Daisuke Wakabayashi, New York Times:
Arizona officials saw opportunity when Uber and other companies began testing driverless cars a few years ago. Promising to keep oversight light, they invited the companies to test their robotic vehicles on the state’s roads.
Then on Sunday night, an autonomous car operated by Uber — and with an emergency backup driver behind the wheel — struck and killed a woman on a street in Tempe, Ariz. It was believed to be the first pedestrian death associated with self-driving technology. The company quickly suspended testing in Tempe as well as in Pittsburgh, San Francisco and Toronto.
A preliminary investigation showed that the vehicle was moving around 40 miles per hour when it struck Ms. Herzberg, who was walking with her bicycle on the street. He said it did not appear as though the car had slowed down before impact and that the Uber safety driver had shown no signs of impairment. The weather was clear and dry.
How was this vehicle allowed on the road? Something as big as a person with a bicycle, and slow (the woman was walking her bike) and the autonomous camera system did not see it? Tragic. And more so, because it never should have been allowed to happen.
UPDATE: Hat tip to Loop regular Drew Leavitt for this San Francisco Chronicle article, titled Exclusive: Tempe police chief says early probe shows no fault by Uber.

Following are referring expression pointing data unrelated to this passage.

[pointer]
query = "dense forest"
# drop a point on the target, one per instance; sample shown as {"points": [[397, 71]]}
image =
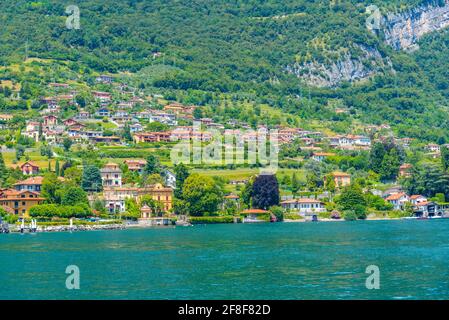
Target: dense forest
{"points": [[243, 48]]}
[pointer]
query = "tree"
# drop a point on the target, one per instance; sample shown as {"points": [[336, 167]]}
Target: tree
{"points": [[247, 193], [445, 157], [73, 195], [67, 144], [197, 113], [265, 191], [390, 164], [376, 156], [296, 185], [51, 188], [3, 170], [181, 173], [330, 183], [201, 195], [127, 133], [91, 179], [157, 127], [20, 151], [352, 199], [57, 168], [73, 175]]}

From the article:
Pushing a bicycle laden with plastic shopping bags, a woman abruptly walked from a center median into a lane of traffic and was struck by a self-driving Uber operating in autonomous mode.

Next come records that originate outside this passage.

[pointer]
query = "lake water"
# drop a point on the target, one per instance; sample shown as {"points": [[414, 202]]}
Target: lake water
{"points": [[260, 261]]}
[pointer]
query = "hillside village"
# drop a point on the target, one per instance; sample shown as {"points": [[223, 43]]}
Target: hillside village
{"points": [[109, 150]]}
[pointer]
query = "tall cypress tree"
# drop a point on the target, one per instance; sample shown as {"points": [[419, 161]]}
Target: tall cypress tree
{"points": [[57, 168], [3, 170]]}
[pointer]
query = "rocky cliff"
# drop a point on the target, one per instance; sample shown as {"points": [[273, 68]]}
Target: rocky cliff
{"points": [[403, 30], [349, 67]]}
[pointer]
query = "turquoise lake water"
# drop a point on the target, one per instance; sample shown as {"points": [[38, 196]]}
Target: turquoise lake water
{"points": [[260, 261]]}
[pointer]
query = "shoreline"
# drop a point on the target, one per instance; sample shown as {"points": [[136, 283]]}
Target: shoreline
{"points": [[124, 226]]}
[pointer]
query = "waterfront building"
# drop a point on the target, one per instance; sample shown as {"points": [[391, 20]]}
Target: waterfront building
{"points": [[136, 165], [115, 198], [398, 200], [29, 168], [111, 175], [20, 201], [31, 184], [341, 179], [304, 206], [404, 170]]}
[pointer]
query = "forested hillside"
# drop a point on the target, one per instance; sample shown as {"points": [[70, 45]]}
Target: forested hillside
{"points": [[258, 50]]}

“The driver said it was like a flash, the person walked out in front of them,” said Sylvia Moir, police chief in Tempe, Ariz., the location for the first pedestrian fatality involving a self-driving car. “His first alert to the collision was the sound of the collision.”
Sounds like no driver could have avoided this accident. But:
Traveling at 38 mph in a 35 mph zone on Sunday night, the Uber self-driving car made no attempt to brake, according to the Police Department’s preliminary investigation.

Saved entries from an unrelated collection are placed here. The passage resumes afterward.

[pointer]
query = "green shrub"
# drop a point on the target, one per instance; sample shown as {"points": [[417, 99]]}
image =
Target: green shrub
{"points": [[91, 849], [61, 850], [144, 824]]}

The car was exceeding the speed limit (barely, true, but the autonomous programming allows this?) and it made no attempt to brake. Which tells me that the system did not detect the pedestrian. Seems to me an autonomous driving system should be able to react in milliseconds. Was this a blind spot in the system?
All this said, I do get that no system is perfect. And that an autonomous system has the chance to be much, much better than the human driver it replaces. But when something like this happens, it makes me feel like a flaw has been exposed, and an opportunity to improve is ours for the taking.